A burguesia de mentira e as vaias para Dilma

Alvaro Bianchi

 Quem xingou Dilma? Certamente não foram os manifestantes de junho, os metroviários demitidos por Alckmin, os docentes e técnicos administrativos em greve nas universidades estaduais paulistas, os trabalhadores da justiça federal em greve, as comunidades expulsas de suas terras pelas megaconstruções do governo federal. Estes teriam bons motivos para tal, mas não estavam na Arena São Paulo. E se estivessem, provavelmente, não teriam escolhido as mesmas palavras lá usadas.

Foi a “direita”? A “elite”? A “burguesia” ? Certamente as vaias não vieram de Paulo Maluf e Kátia Abreu. Estes estão abraçando Padilha e defendendo a copa contra os manifestantes. A direita partidária ama Dilma porque esta lhes deu o que não tinham com FHC: tranquilidade.

Também não foram os empreiteiros que inundaram os cofres da campanha eleitoral de Dilma. Nem os banqueiros que continuam faturando como nunca graças aos juros astronômicos. Nem os latifundiários agradecidos com o novo Código Florestal Nem louco queima dinheiro. Muito menos banqueiros, empreiteiros e latifundiários.

É constrangedora a pobreza sociológica e mesmo antropológica de quem recorre a essas marcações conceituais jogando tudo no mesmo saco e depois enfiando a mão para ver o que sai. Conhecem tanto da burguesia brasileira quanto de estádios. Não sabem que esta raríssimas vezes discorda em público do governo (o que o estudo de Rodolfo Palazzo Dias mostrou é que os banqueiros nunca discordam em público). E desconhecem que ela não senta a bunda em arquibancada, abomina camarote vip e acha berrar em público obsceno.

Quem xingou Dilma foram os estratos inferiores das upper classes, os quais tem sido empurrados para baixo pelos processos de concentração e centralização do capital estimulados pelo governo federal. Trata-se de uma classe em transição, vitimada pela “distribuição de renda” no interior da própria burguesia. São os empresários de pequeno ou médio porte, sempre às voltas com as dívidas bancárias. Os aventureiros cujas pequenas fortunas dependem da capacidade de chegar primeiro ou de um lance de sorte. São os que abrem e fecham negócios como quem troca um terno Armani. São os que vão fazer compras em Miami para economizar trocados nas roupas de grife. São os que preferem ter seus filhos na FGV e no Ibmec a vê-los se misturar com os subalternos nas universidades públicas.
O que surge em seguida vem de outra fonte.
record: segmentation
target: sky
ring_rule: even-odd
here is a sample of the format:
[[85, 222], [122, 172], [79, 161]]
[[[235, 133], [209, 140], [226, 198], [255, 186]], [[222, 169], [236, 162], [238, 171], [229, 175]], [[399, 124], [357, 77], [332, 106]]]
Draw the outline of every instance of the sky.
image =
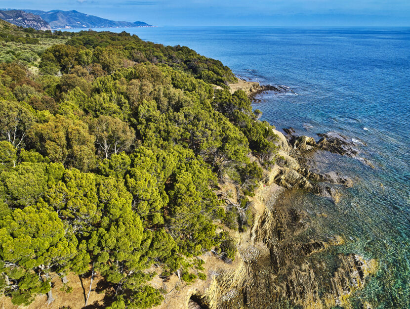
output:
[[410, 0], [0, 0], [164, 26], [410, 26]]

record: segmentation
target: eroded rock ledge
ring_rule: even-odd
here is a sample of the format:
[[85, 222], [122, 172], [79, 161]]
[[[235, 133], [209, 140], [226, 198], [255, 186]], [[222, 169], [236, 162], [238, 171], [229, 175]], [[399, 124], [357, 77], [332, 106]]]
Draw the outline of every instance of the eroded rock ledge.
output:
[[[337, 202], [340, 194], [334, 185], [350, 186], [353, 181], [336, 172], [322, 175], [303, 166], [300, 158], [304, 153], [321, 149], [313, 138], [292, 140], [280, 132], [275, 133], [280, 148], [277, 163], [267, 172], [264, 181], [250, 199], [254, 210], [252, 227], [245, 232], [233, 233], [238, 249], [235, 260], [227, 264], [211, 254], [205, 255], [202, 258], [205, 261], [206, 280], [170, 292], [160, 308], [348, 307], [349, 297], [375, 272], [374, 260], [365, 260], [354, 253], [330, 253], [332, 248], [344, 243], [341, 236], [304, 236], [312, 227], [308, 214], [278, 202], [287, 200], [286, 195], [294, 190]], [[324, 259], [325, 256], [328, 260]], [[367, 303], [363, 306], [370, 308]]]

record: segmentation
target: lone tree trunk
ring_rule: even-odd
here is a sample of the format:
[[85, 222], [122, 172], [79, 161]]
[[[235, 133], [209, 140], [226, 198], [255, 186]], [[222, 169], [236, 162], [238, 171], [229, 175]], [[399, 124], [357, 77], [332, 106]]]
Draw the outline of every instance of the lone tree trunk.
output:
[[[45, 278], [47, 280], [48, 280], [49, 277], [49, 277], [49, 275], [48, 275], [48, 274], [46, 273], [45, 274]], [[47, 292], [47, 302], [48, 303], [48, 305], [51, 305], [51, 303], [52, 303], [54, 301], [54, 299], [53, 297], [53, 290], [52, 290], [52, 286], [51, 286], [51, 281], [49, 282], [49, 284], [50, 284], [50, 290], [48, 292]]]
[[88, 298], [90, 297], [90, 294], [91, 293], [91, 286], [92, 286], [92, 280], [94, 280], [94, 275], [95, 274], [95, 272], [94, 271], [94, 264], [92, 264], [92, 269], [91, 271], [91, 280], [90, 280], [90, 288], [88, 289], [88, 294], [87, 294], [87, 299], [85, 300], [85, 306], [87, 306], [87, 304], [88, 303]]

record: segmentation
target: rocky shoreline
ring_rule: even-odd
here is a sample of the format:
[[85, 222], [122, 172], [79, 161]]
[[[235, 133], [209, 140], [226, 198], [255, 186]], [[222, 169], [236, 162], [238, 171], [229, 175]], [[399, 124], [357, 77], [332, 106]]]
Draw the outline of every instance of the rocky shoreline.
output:
[[[266, 89], [276, 91], [242, 82], [251, 97]], [[159, 308], [349, 308], [349, 297], [375, 272], [375, 260], [365, 260], [354, 253], [330, 254], [334, 270], [330, 271], [321, 253], [331, 252], [343, 245], [344, 239], [338, 235], [302, 237], [312, 227], [310, 215], [289, 202], [293, 191], [302, 190], [337, 203], [341, 198], [339, 188], [352, 186], [353, 180], [336, 171], [312, 172], [305, 159], [317, 151], [357, 158], [357, 142], [334, 133], [320, 134], [321, 139], [316, 142], [311, 137], [296, 136], [291, 128], [284, 131], [286, 136], [274, 131], [279, 149], [277, 162], [265, 171], [264, 180], [249, 198], [251, 227], [243, 232], [231, 231], [238, 248], [235, 261], [228, 264], [211, 253], [205, 254], [201, 258], [205, 262], [206, 280], [179, 287], [178, 290], [175, 280], [163, 283], [171, 292]], [[220, 191], [221, 195], [237, 196], [235, 186], [228, 183], [221, 184]], [[362, 305], [371, 308], [367, 303]]]

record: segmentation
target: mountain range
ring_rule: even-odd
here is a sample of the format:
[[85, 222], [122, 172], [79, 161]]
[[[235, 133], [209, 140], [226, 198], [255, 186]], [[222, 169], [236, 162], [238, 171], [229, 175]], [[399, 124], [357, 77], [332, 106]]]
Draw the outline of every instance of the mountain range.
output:
[[25, 28], [37, 30], [73, 28], [152, 27], [142, 21], [116, 21], [81, 13], [74, 10], [5, 10], [0, 11], [0, 19]]
[[37, 30], [50, 30], [50, 25], [40, 16], [21, 10], [0, 11], [2, 19], [23, 28], [33, 28]]

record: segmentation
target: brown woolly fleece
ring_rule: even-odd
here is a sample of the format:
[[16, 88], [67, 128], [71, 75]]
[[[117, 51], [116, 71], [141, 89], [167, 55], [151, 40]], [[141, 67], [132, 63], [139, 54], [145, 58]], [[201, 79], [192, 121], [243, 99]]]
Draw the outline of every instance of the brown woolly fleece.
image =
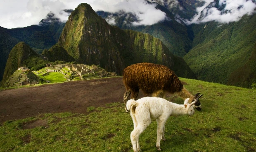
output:
[[177, 93], [183, 99], [190, 98], [190, 104], [196, 100], [194, 106], [201, 110], [201, 103], [198, 100], [202, 94], [195, 96], [185, 88], [174, 72], [167, 67], [149, 63], [141, 63], [131, 65], [123, 70], [123, 81], [126, 91], [123, 95], [123, 102], [126, 112], [128, 97], [131, 93], [131, 99], [136, 100], [140, 89], [146, 96], [165, 97], [165, 93]]
[[123, 79], [127, 90], [141, 89], [145, 94], [162, 90], [172, 94], [179, 92], [183, 85], [174, 72], [167, 67], [149, 63], [131, 65], [123, 70]]

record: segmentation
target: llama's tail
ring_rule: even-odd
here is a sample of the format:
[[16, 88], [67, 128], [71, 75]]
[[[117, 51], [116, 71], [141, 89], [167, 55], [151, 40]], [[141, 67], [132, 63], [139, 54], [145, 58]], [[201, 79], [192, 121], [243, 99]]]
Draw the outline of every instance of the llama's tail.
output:
[[133, 109], [133, 107], [135, 108], [137, 106], [137, 103], [135, 101], [135, 100], [132, 99], [131, 99], [128, 100], [126, 103], [126, 108], [127, 110], [129, 111], [130, 109]]

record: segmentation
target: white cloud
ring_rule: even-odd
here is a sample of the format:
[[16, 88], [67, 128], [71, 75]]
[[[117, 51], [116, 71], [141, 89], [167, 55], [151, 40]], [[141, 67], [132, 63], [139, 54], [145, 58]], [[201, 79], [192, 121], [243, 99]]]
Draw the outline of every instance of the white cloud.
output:
[[[80, 3], [90, 4], [95, 11], [110, 12], [123, 11], [131, 12], [140, 21], [136, 25], [151, 25], [164, 20], [165, 13], [144, 0], [3, 0], [0, 1], [0, 26], [12, 28], [37, 24], [52, 12], [62, 21], [67, 14], [59, 12], [64, 9], [75, 9]], [[110, 18], [109, 18], [110, 19]], [[113, 19], [109, 21], [114, 23]]]
[[[205, 5], [209, 5], [213, 0], [205, 0]], [[228, 23], [239, 21], [244, 15], [251, 14], [254, 12], [256, 4], [251, 0], [220, 0], [219, 4], [225, 5], [223, 11], [219, 10], [215, 7], [209, 9], [204, 9], [205, 6], [197, 8], [198, 14], [196, 15], [191, 21], [187, 21], [186, 23], [199, 23], [212, 21], [221, 23]], [[203, 18], [199, 17], [202, 11]]]
[[164, 20], [165, 13], [156, 9], [156, 4], [149, 4], [144, 0], [90, 0], [90, 4], [95, 11], [103, 10], [111, 13], [122, 11], [131, 13], [139, 21], [134, 25], [151, 25]]

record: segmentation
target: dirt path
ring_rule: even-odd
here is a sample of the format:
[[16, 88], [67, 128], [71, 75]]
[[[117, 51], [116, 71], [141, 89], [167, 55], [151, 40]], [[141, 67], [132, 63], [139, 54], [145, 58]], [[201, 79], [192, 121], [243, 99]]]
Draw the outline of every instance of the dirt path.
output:
[[[86, 108], [123, 103], [122, 77], [67, 82], [0, 91], [0, 124], [45, 113], [86, 112]], [[143, 97], [140, 93], [139, 97]]]

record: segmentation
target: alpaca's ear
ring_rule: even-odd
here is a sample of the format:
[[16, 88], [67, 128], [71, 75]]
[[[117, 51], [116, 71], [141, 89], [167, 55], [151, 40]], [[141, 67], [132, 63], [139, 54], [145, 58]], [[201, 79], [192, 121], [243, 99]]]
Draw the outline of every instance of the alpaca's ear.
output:
[[197, 94], [196, 94], [196, 95], [194, 95], [194, 97], [197, 97], [197, 96], [198, 96], [199, 94], [200, 94], [200, 93], [197, 93]]
[[204, 94], [202, 94], [200, 95], [199, 96], [197, 97], [196, 97], [197, 99], [198, 99], [200, 98], [200, 97], [201, 97], [203, 95], [204, 95]]
[[191, 107], [191, 106], [193, 106], [193, 104], [194, 104], [194, 103], [196, 103], [196, 101], [193, 101], [193, 102], [192, 102], [192, 103], [191, 103], [190, 104], [189, 104], [189, 105], [187, 106], [187, 109], [189, 109], [189, 108], [190, 108], [190, 107]]
[[188, 102], [188, 101], [189, 100], [189, 99], [190, 99], [189, 98], [186, 99], [185, 101], [184, 101], [184, 105], [186, 104], [187, 104], [187, 103]]

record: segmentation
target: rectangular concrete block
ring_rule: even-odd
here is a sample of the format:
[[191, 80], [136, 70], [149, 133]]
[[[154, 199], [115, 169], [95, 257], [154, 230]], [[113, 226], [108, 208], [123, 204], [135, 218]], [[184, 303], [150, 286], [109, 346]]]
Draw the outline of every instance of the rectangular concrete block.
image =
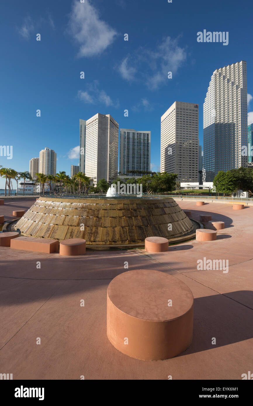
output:
[[52, 254], [59, 252], [59, 241], [58, 240], [19, 237], [11, 240], [11, 248]]

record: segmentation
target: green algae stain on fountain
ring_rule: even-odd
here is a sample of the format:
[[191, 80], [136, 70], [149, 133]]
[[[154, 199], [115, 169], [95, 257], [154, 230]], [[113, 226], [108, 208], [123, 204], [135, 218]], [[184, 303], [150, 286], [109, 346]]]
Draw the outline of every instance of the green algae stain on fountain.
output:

Bourdieu teria dificuldade para entender essa low upper class. Os marcadores de distinção aos quais recorre não são os diplomas nas melhores universidades, uma assinatura da ópera ou da sinfônica, ou a visita frequente aos museus. Ela não se distingue por meio do consumo dos produtos da alta cultura européia. Com frequência toma emprestados os gostos, os modos e a própria cultura das classes subalternas que tanto odeia, não sem antes esteriliza-los e retirar deles todo traço de originalidade.

A low upper class Gosta de forró universitário, rodeios, comédias stand up, Romero Brito e teatro besteirol. Distingue-se dos demais pelas marcas que consome e pelos gastos astronômicos em bobagens. A única coisa que esses marcadores permitem distinguir é sua monumental estupidez. Por isso não tem pudor em encher a boca com um palavrão.

Tudo o que esta low upper class gostaria de ter é a segurança de um empreiteiro com contratos com o governo federal ou de um banqueiro protegido pelo Banco Central. Mas isso Dilma não deixa. Ela gosta de empreiteiros e banqueiros de verdade. Os de mentirinha vão ficar confinados no camarote, onde qualquer empresariozinho pode ser rei. Vão vaiá-la e xingá-la. Os de verdade vão continuar frequentando o Palácio do Planalto.